Marriage and Property Ownership Insights from a Nevada Divorce Attorney

How should your married client’s title property? As a Nevada divorce attorney, I am always looking for ways to maximize my client’s estates. When they divorce, they have to divide their assets in half.  Here is a way to keep more of your estate, hoping you stay together.

Most of the time when a married couple sits down at the time of escrow to choose how their title should appear on the deed to their new home, the decision is made for them. Almost every time, they are presented with a deed that states “Husband and Wife as Joint Tenants”. And almost every time, this is not the best way for a married couple to take title. When it gets to this point, they have signed (and most likely) ignored to have read hundreds of pages of mortgage and title documents they just stated they read and understood. They are given no guidance in what is usually the best way for a married couple to own a property in Nevada: Community Property with Rights of Survivorship (CPRS).

Like Joint Tenancy, holding title as CPRS, means the surviving spouse will take 100% interest in the property upon the death of the first spouse. So, what’s the difference? In a joint tenancy, the married couple has an undivided interest in the home. In CPRS, each spouse owns an equal portion of the property. While this may simply sound like semantics, this can have a significant tax consequence in increasing estate taxes or capital gains that would have been unnecessary. If a couple holds property as joint tenants, the surviving spouse receives a stepped up basis in the decedent’s share only. In CPRS, the surviving spouse gets the advantage of automatic transfer of the decedent’s interest and a stepped up basis in the entire property.

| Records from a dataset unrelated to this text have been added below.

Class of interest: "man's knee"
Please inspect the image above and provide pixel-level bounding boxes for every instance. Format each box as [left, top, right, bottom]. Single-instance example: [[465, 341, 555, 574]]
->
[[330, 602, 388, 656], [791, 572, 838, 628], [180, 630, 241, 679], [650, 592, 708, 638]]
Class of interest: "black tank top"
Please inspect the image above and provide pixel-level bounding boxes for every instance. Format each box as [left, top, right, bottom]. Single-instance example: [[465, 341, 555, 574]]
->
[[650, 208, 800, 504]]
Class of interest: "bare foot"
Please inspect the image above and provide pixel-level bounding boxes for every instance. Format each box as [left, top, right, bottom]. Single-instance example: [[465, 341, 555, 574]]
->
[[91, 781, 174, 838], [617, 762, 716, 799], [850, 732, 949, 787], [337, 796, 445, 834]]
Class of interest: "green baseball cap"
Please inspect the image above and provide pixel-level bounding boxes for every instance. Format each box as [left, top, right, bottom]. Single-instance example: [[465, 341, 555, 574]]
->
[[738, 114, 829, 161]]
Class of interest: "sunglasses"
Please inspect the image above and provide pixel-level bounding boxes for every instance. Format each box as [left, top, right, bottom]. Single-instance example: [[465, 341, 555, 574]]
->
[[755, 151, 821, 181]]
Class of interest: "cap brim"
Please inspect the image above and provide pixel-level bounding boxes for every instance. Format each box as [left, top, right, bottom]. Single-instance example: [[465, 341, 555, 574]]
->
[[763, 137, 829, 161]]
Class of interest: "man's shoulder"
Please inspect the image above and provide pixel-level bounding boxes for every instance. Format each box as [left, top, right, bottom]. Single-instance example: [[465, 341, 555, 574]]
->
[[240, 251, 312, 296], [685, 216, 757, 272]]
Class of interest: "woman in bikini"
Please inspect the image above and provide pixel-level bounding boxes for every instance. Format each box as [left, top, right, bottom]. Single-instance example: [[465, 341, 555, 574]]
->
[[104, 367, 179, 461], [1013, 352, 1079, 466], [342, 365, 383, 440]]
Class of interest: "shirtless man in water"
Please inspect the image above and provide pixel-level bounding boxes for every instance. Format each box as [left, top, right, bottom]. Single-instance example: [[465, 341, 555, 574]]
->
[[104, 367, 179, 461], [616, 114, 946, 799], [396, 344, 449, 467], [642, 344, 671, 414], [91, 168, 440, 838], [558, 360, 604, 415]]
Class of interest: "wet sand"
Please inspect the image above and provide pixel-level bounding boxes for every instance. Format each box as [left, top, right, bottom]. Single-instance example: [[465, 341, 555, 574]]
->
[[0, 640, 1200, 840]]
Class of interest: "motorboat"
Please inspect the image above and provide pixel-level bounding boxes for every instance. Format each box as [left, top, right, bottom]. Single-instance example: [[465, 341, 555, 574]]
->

For example, assume a married couple buys a property for $100,000 as joint tenants. When the first spouse dies, the surviving spouse sells the property for $600,000 to move into a smaller new home. As the surviving spouse only receives a stepped up basis on half, she realizes a capital gain of $250,000 on her half of the $500,000 gain. This amount counts toward any capital gain tax or estate tax exemption she may have. If they took title as CPRS, the surviving spouse takes ownership of the entire property at the stepped up basis of $600,000. Thus, there is no capital gain, and there is no amount counted toward her estate tax exclusion.

While some people are still underwater on their homes in Las Vegas, many people are taking advantage of acquiring properties at cheap prices. Property values rose significantly last year, and it will not be uncommon for people to face this problem in the future. They can also avoid this tax problem by placing their property in a trust, which will avoid similar estate tax problems.